Therapeutic targets may be inhibitors of NF-κB, MAPK, and MC stabilizers such as sodium cromoglicate, which may help modulate inflammation (47). Furthermore, anti-inflammatory cytokines including IL-10, TGF-β, IL-37 and IL-38, and regulatory pathways and lipid mediators such as lipoxins (products of the arachidonic acid cascade) may help improve the inflammatory state (48). Again, targeting MCs by blocking the H1 receptor or inhibiting them with sodium cromoglicate, results in a reduction of degranulation and, therefore, inflammation (35). VEGF inhibitors may help prevent corneal neovascularization in severe keratitis (49) (Fig.3). Inhibitors of inflammatory cytokines such as IL-37 and IL-38 are still the subject of clinical trials that need to be confirmed (50).

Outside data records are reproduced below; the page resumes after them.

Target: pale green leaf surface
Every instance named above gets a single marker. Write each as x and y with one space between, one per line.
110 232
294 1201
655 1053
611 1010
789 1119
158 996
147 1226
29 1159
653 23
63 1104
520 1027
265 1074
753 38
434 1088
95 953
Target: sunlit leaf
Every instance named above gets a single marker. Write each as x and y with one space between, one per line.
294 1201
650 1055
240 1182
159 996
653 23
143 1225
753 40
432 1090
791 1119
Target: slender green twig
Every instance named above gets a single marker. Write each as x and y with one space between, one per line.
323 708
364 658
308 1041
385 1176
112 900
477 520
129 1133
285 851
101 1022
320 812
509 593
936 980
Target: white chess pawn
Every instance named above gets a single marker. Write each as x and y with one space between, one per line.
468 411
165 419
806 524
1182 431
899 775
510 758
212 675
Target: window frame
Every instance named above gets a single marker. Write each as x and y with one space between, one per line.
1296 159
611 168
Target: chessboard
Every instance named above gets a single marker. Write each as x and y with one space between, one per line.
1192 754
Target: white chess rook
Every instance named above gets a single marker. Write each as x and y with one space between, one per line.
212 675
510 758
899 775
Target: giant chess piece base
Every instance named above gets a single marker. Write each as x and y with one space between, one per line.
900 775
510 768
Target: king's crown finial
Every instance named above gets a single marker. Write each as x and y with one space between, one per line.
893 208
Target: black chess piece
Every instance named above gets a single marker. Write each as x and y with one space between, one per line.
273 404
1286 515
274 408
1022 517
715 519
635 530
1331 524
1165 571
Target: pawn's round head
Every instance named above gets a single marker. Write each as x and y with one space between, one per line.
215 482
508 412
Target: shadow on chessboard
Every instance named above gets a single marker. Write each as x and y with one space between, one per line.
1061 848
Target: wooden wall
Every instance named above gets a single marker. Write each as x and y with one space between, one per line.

Fig. 3. Mast cells (MCs) can be activated through several receptors including FceRI and Toll-like receptors (TLRs). IgE binds FceRI and induces MC degranulation within seconds, while the binding of microorganisms to the TLR causes the production of VEGF, which mediates neovascularization and leads to the worsening of keratitis. Following phosphorylation, MCs produce inflammatory cytokines that mediate allergic eye, conjunctivitis, and keratitis.
CONCLUSIONS
Infectious ocular diseases involve complex interactions between pathogens, host immune responses, and tissue damage pathways. While viral infections are largely driven by IFN, bacterial infections rely on TLR-NF-κB signaling and immune cell recruitment. Fungal infections trigger Dectin-1/Th17 pathways, and allergic conjunctivitis follows a Th2-IgE-MC axis. These immune and inflammatory reactions can be regulated by cytokine inhibitors and immune modulators that can help target novel therapeutics and design new treatments.
Conflict of interest
The authors declare that they have no conflict of interest.